In developing our first custom python block, it took us some time to figure out how to reference attributes in the “face predictions” output from the “Gaze Detection” model, and this was due to the fact that the output as shown in the Data in / Data out portions of the blocks did not match the structure in the code.
Specifically, we found out eventually through some error messages and google searches, that the “face predictions” data was an sv.Detections object (Core - Supervision).

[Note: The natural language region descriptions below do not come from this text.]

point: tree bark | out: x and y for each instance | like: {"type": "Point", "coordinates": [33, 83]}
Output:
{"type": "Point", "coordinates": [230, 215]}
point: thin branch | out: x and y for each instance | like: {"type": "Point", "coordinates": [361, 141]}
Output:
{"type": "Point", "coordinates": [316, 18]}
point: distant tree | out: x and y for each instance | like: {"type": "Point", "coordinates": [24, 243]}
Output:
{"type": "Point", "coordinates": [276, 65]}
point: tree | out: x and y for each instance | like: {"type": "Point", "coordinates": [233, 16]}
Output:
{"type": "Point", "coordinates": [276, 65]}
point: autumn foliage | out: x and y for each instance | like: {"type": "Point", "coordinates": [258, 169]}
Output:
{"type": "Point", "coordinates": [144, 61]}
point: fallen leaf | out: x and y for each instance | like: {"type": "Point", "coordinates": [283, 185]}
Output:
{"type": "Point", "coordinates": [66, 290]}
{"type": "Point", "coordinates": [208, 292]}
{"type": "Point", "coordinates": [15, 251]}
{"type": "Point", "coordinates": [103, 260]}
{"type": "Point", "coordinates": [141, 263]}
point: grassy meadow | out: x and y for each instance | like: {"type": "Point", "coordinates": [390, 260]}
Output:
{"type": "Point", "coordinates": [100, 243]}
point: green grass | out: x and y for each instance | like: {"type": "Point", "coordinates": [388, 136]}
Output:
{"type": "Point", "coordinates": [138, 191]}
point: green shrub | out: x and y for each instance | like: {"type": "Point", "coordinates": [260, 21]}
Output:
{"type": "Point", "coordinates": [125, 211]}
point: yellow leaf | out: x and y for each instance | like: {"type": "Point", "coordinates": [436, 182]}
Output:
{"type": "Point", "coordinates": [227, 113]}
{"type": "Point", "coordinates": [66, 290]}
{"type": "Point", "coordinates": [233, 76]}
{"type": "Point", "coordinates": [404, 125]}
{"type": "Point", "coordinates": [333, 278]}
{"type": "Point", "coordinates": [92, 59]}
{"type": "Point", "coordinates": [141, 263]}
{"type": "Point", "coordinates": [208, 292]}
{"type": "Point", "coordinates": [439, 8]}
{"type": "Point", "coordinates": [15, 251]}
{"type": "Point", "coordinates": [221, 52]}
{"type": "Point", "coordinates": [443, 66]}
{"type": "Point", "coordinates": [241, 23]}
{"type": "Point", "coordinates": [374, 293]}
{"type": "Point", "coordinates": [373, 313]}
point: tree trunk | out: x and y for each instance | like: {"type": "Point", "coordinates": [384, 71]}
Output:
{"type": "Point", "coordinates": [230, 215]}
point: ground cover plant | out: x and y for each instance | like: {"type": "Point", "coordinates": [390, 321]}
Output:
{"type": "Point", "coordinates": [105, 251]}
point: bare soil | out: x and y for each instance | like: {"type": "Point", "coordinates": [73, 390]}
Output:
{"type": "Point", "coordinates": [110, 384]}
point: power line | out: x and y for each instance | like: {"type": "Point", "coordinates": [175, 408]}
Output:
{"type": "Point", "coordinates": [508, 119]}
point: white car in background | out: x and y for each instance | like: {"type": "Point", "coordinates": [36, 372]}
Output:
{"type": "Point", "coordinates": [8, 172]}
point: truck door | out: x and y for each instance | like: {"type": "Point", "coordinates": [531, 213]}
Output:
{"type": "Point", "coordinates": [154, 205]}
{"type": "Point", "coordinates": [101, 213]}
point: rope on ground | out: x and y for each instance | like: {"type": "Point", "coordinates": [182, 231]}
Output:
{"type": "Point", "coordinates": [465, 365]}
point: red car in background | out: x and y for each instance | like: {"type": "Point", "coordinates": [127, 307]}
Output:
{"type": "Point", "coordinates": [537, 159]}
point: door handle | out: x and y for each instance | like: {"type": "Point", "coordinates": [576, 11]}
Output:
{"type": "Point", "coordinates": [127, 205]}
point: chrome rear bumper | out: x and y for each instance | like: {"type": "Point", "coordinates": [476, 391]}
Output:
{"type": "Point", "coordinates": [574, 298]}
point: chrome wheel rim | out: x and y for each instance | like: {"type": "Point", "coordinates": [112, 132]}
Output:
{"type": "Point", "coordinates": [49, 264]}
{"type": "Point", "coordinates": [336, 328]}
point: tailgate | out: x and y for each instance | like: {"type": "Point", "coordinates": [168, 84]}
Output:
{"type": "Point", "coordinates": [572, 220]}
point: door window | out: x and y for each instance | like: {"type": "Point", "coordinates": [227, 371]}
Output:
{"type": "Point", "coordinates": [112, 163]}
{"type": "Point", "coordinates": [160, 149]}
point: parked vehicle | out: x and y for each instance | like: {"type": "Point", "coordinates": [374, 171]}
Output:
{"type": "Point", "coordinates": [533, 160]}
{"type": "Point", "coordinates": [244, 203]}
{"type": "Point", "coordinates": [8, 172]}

However, in the Data in section (represented as the parameter “predictions”), it appears to be an array of dictionaries:
So, for example, getting the x & y of the bounding box of a prediction, from the info above, would appear to be done like this:
for p in predictions:
x1 = p["x"]
y1 = p["y"]
x2 = x1 + p["width"]
y2 = y1 + p["height"]
center_x = (x1 + x2) // 2
center_y = (y1 + y2) // 2
This fails, though, because sv.Predictions stores the rectangles in the array xyxy, and height & width in the dictionary data (as the array “height” and array “width”), meaning we do this:
for box in predictions.xyxy:
x1, y1, x2, y2 = map(int, box)
center_x = (x1 + x2) // 2
center_y = (y1 + y2) // 2
width = x2 - x1
height = y2 - y1
Is there someplace else we should be looking for the real structure of the data that is produced by upstream modules? I see from this example with gaze detection that if you invoke it via your own python, it returns the results as json. Was it incorrect to configure our block with a parameter called “predictions” of type “any” that is linked to the “face predictions” output of the gaze detection model? (cannot include a second screenshot due to account restrictions).
EDIT: please ignore the bits about the width & height above, those are from our own model, and don’t exist in the gaze detection example I’m using.